BGA Assembly Process and Reflow Soldering
To mount a BGA component on a PCB, solder balls on the package must be reflowed and fused with the footprint pads using solder paste. Key steps include:
PCB Pad Preparation
Expose fresh solderable metal on pads and apply solder paste using stencils. Nano coating helps anchor paste.
BGA Placement
Use optical systems to align balls perfectly with paste deposits on pads. Apply tack flux.
Reflow Attachment
Heat assembly above liquidus temperature (~220°C) to melt the solder paste and alloy balls and pads.
Inspection
Verify all ball connections formed proper fillets without shorts between pads using X-ray imaging.

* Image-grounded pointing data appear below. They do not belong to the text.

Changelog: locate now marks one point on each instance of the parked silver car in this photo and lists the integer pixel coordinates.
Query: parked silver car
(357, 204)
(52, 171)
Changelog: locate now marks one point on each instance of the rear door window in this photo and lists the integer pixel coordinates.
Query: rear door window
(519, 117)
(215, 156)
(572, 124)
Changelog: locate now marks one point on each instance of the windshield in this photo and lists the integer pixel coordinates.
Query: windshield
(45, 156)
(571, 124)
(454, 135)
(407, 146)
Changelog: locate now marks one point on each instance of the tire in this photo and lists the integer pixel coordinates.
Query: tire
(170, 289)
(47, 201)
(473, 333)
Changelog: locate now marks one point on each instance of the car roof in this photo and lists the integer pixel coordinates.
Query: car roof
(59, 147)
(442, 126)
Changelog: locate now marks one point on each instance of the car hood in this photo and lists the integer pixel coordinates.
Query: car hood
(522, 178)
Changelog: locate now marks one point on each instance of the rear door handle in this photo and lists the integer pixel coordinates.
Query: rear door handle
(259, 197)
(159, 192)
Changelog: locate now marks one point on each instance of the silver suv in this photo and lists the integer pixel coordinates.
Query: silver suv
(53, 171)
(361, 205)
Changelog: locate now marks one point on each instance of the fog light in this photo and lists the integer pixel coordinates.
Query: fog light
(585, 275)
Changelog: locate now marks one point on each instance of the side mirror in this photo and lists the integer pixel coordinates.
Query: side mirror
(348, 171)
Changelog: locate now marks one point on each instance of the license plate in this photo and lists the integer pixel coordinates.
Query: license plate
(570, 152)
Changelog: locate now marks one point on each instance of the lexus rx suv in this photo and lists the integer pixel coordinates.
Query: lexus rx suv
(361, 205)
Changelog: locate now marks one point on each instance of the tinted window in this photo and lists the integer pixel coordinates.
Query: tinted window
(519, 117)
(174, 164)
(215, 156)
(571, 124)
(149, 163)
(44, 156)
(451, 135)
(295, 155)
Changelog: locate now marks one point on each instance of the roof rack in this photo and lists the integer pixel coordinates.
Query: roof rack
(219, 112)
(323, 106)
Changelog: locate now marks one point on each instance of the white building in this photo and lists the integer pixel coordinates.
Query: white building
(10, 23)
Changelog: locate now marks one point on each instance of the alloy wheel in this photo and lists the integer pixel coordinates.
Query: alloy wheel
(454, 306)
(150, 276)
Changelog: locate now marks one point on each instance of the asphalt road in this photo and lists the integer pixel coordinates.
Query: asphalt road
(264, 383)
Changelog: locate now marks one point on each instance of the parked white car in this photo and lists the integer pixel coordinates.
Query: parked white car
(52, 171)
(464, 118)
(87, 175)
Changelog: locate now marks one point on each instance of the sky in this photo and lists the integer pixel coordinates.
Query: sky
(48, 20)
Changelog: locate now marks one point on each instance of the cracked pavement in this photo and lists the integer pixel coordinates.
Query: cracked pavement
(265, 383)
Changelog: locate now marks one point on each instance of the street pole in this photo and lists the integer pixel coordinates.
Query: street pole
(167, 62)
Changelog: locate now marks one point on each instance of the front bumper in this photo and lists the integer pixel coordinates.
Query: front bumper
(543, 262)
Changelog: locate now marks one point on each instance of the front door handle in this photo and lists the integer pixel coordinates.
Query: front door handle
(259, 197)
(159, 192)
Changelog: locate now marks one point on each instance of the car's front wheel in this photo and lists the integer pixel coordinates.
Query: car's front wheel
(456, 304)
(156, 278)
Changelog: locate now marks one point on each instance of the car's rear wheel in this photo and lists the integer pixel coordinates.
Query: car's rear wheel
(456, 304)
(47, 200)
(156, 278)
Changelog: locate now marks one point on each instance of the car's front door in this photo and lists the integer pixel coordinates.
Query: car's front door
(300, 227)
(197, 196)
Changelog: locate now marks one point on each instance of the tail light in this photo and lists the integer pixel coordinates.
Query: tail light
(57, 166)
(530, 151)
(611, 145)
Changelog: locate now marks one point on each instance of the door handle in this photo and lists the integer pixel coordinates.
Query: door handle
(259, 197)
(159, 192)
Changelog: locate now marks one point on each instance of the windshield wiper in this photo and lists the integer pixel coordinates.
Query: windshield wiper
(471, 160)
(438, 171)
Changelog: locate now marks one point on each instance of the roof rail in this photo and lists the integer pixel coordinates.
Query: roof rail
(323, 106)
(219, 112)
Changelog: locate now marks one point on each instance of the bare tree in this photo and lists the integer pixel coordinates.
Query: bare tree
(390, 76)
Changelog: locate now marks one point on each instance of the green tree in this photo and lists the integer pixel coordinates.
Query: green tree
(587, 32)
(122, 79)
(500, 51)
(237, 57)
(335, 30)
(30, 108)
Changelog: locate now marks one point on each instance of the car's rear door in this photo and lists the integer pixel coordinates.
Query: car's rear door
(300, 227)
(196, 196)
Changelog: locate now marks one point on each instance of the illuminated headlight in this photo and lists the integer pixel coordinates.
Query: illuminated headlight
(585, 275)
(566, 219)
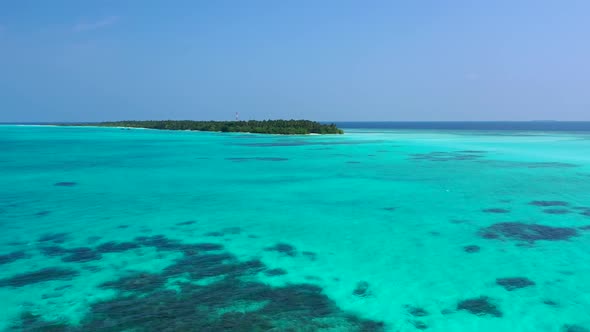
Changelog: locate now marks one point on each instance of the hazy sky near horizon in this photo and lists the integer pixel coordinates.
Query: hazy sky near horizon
(321, 60)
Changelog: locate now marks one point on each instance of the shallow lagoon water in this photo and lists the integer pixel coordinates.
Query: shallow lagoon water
(417, 230)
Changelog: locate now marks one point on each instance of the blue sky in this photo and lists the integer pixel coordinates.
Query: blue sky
(321, 60)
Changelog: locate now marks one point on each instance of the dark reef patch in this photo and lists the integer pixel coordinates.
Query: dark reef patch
(113, 246)
(232, 230)
(145, 303)
(186, 223)
(93, 239)
(515, 283)
(481, 306)
(527, 232)
(549, 203)
(12, 257)
(237, 160)
(42, 275)
(55, 238)
(52, 251)
(420, 325)
(275, 272)
(81, 255)
(496, 210)
(140, 282)
(471, 248)
(417, 311)
(556, 211)
(361, 289)
(443, 156)
(65, 184)
(550, 302)
(311, 255)
(283, 248)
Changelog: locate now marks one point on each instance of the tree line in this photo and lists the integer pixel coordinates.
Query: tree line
(284, 127)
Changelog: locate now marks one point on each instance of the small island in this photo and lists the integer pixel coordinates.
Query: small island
(281, 127)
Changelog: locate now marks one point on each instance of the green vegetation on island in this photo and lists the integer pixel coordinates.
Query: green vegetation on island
(283, 127)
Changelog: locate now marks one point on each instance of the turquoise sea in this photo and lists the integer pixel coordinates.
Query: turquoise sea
(104, 229)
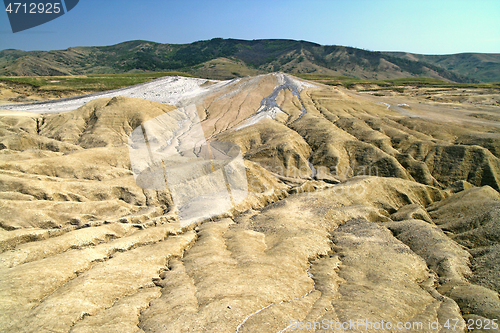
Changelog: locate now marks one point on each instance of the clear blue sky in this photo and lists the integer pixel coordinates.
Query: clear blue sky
(418, 26)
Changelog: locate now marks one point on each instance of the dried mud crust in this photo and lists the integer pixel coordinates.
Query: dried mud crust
(84, 249)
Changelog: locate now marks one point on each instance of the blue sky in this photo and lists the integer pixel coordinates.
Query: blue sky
(418, 26)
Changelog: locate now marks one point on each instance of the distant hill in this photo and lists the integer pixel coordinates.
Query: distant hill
(483, 67)
(225, 58)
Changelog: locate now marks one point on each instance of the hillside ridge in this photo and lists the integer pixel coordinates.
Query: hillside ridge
(227, 58)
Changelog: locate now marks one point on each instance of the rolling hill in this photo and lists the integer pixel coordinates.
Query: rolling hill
(227, 58)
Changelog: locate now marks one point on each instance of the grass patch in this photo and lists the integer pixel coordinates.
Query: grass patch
(91, 82)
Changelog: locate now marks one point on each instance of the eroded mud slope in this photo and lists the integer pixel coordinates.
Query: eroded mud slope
(354, 211)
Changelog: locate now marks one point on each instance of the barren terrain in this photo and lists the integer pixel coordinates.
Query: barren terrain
(361, 205)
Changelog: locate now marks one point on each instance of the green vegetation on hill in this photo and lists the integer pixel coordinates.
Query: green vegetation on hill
(349, 82)
(251, 56)
(479, 66)
(86, 83)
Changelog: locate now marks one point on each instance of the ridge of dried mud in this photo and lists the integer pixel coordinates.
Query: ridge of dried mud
(355, 211)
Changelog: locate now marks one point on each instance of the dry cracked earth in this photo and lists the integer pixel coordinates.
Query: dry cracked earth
(356, 210)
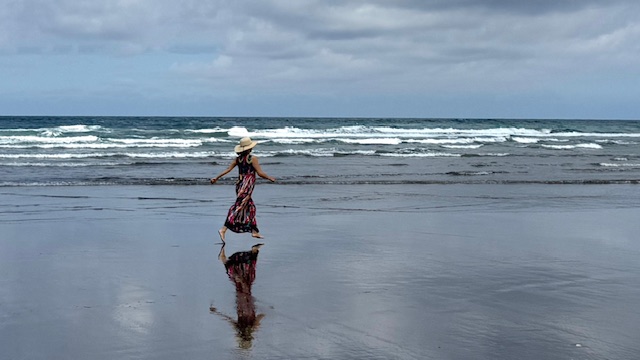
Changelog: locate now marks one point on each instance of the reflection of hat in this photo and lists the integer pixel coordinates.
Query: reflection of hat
(245, 144)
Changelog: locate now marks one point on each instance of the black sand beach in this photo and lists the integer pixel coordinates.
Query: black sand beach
(346, 272)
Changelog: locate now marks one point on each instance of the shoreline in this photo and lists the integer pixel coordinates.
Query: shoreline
(353, 272)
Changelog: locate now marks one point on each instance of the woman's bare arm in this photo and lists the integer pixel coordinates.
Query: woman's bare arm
(225, 172)
(262, 174)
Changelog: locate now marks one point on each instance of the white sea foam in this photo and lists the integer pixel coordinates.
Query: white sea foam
(576, 146)
(159, 155)
(373, 141)
(430, 154)
(78, 128)
(619, 165)
(522, 140)
(462, 146)
(39, 139)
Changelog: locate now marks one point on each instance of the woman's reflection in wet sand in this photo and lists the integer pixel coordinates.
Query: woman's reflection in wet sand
(241, 269)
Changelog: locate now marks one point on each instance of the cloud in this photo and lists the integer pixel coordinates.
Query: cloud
(314, 47)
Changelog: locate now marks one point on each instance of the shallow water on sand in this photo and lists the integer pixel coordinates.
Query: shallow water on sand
(348, 272)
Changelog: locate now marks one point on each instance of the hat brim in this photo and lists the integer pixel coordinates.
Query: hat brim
(240, 148)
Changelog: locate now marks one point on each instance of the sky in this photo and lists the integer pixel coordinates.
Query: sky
(558, 59)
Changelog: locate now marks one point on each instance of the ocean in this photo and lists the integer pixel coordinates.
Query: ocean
(56, 151)
(384, 239)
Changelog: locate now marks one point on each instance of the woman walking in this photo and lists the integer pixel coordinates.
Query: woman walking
(242, 214)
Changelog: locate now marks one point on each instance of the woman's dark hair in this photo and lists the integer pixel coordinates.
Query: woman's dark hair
(244, 153)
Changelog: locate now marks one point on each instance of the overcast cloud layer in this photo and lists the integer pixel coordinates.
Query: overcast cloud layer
(416, 58)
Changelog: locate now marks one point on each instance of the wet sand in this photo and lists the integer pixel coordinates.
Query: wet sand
(346, 272)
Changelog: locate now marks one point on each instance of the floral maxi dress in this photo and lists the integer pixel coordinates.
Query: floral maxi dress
(242, 215)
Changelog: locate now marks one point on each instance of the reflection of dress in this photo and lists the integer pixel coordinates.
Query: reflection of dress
(242, 214)
(241, 269)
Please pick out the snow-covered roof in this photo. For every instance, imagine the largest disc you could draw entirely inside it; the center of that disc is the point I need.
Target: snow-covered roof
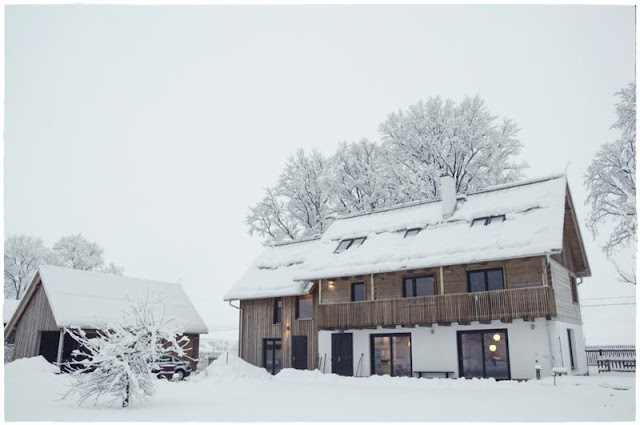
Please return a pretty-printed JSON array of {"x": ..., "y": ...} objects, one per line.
[
  {"x": 533, "y": 225},
  {"x": 272, "y": 274},
  {"x": 8, "y": 309},
  {"x": 94, "y": 300}
]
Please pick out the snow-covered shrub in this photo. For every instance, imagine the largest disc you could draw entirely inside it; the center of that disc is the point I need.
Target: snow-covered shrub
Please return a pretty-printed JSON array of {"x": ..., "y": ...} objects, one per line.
[{"x": 117, "y": 363}]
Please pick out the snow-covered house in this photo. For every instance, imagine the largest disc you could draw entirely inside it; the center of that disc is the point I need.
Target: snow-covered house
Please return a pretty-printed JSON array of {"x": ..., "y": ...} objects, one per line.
[
  {"x": 60, "y": 298},
  {"x": 482, "y": 285}
]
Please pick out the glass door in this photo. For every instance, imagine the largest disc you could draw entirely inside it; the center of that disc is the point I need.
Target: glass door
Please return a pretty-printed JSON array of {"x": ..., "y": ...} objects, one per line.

Proper footprint design along with precision assembly and soldering is imperative for reliable BGA connectivity.
Conclusion
In summary, the BGA land pattern constitutes the layer of pad and aperture geometries on the PCB, while the footprint includes all of the land layers in addition to keepouts, pastes and markings used for assembly. Precisely matching PCB footprints to BGA packages based on specifications is critical prior to fabrication. This helps ensure sound solder joints after reflow attachment during the soldering process. Careful design verification and assembly practices enable reliable interconnections.
Frequently Asked Questions
What is the main purpose of a BGA footprint?
The primary purpose of a BGA footprint is to define compatible pad geometries and clearances on a PCB to match the layout of solder balls underneath BGA packages. This provides suitable areas for ball/pad interconnection after reflow.